Até agora, consideramos os dois nexos distintos de relações de poder em nossas vidas: o gene e o meme. Enquanto a evolução genética ocorre ao longo de um período de milhões de anos, o ritmo da evolução cultural acelerou exponencialmente com a intensificação. O desenvolvimento de novos memes que pode ter levado uma geração completa no Pleistoceno pode agora acontecer em um ano, um dia ou menos. O aumento do escopo e interconectividade da nossa cultura resultou em desenvolvimentos surpreendentes em estruturas meméticas. Em particular, o avanço memético possibilitou duas construções culturais notáveis: o mercado e o estado. Por meio dessas instituições, a sociedade humana passou de tribos simples a impérios globais.

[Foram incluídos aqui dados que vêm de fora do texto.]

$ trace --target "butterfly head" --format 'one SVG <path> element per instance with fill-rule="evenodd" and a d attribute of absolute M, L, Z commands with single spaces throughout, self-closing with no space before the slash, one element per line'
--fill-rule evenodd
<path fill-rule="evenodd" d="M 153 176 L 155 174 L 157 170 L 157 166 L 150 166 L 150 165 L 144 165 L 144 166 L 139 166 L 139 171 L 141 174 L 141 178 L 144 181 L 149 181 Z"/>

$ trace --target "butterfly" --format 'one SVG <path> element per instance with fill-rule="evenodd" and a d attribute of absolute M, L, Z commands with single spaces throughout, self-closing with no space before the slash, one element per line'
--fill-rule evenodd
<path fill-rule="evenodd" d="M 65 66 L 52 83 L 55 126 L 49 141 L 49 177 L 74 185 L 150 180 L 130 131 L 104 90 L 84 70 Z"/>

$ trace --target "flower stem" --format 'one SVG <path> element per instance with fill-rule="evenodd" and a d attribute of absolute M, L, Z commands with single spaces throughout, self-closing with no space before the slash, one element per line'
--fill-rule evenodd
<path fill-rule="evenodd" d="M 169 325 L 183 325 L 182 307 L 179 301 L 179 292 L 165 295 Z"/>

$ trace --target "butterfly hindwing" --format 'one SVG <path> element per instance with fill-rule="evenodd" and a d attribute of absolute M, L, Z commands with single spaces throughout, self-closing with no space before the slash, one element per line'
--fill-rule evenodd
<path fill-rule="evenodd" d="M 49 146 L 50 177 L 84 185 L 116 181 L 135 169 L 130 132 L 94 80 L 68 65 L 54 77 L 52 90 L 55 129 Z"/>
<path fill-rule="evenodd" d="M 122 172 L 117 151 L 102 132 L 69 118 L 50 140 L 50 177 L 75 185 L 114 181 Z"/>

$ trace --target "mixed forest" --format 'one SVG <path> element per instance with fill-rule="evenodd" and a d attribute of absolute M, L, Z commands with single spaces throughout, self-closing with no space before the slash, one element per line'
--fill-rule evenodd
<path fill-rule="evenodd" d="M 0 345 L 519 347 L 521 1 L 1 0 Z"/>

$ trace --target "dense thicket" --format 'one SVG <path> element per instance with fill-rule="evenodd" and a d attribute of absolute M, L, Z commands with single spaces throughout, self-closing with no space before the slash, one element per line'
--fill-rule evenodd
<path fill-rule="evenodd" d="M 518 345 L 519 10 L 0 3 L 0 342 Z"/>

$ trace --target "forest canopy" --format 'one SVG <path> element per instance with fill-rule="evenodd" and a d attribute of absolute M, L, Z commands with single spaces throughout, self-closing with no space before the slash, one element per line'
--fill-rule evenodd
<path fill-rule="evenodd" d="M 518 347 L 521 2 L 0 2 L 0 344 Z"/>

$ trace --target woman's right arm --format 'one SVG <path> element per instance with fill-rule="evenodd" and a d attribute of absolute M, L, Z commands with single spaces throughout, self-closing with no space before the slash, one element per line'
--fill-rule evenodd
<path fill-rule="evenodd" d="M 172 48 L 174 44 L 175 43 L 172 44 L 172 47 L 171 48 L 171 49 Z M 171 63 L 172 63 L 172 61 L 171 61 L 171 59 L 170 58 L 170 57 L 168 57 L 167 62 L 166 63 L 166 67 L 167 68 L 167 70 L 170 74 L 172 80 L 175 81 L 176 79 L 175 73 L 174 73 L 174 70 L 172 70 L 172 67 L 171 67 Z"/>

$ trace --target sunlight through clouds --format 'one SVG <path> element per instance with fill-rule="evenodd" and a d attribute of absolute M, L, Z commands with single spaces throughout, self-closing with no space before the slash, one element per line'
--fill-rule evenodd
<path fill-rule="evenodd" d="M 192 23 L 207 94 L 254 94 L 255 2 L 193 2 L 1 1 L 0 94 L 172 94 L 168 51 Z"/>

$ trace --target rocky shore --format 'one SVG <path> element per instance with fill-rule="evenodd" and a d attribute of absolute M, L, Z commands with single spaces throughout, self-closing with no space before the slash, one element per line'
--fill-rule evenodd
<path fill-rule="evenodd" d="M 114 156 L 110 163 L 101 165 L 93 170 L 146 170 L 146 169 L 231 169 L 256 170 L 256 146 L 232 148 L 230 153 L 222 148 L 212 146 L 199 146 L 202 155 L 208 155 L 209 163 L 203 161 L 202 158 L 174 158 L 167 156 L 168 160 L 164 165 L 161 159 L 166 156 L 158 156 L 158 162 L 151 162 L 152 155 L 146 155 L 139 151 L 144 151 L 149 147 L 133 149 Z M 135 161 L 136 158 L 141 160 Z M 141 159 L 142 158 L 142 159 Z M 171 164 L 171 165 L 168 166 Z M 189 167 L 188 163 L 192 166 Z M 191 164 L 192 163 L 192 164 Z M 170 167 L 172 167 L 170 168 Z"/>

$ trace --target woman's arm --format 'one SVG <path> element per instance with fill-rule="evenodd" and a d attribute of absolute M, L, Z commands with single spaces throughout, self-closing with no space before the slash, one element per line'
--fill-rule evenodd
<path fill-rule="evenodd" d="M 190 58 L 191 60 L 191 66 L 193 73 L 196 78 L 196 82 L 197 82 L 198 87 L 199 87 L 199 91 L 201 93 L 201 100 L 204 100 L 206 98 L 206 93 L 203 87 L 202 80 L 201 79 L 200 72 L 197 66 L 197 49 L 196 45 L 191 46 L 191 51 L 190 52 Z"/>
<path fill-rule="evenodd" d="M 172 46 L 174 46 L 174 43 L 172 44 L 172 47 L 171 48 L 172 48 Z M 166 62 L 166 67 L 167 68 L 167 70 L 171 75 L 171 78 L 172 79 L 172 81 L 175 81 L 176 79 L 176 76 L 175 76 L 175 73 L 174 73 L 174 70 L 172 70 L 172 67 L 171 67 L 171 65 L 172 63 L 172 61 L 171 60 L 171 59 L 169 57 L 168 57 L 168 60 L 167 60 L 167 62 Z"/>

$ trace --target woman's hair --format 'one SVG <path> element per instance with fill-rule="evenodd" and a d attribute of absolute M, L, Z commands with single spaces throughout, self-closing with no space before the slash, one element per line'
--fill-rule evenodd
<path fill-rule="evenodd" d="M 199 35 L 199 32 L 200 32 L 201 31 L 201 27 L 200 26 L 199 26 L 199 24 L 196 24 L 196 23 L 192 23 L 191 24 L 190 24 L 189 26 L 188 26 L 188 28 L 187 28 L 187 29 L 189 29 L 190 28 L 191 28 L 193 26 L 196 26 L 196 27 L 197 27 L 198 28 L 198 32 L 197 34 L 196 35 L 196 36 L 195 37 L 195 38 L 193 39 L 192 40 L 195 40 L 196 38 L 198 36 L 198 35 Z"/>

O mercado atua como uma entidade memética que processa informações, conectando capacidade e desejo. Ele tem a capacidade de organizar outras coleções de atividades humanas baseadas em memes, conectando os possíveis resultados e as entradas desejadas de cada um com uma correspondência complementar. O mercado evoluiu de festas entre grupos, trocando excedentes e especialidades, através de uma elaborada série de ofertas a trocas mediadas por computador, usando o preço para regular a produção global, o transporte e o consumo de inúmeras mercadorias.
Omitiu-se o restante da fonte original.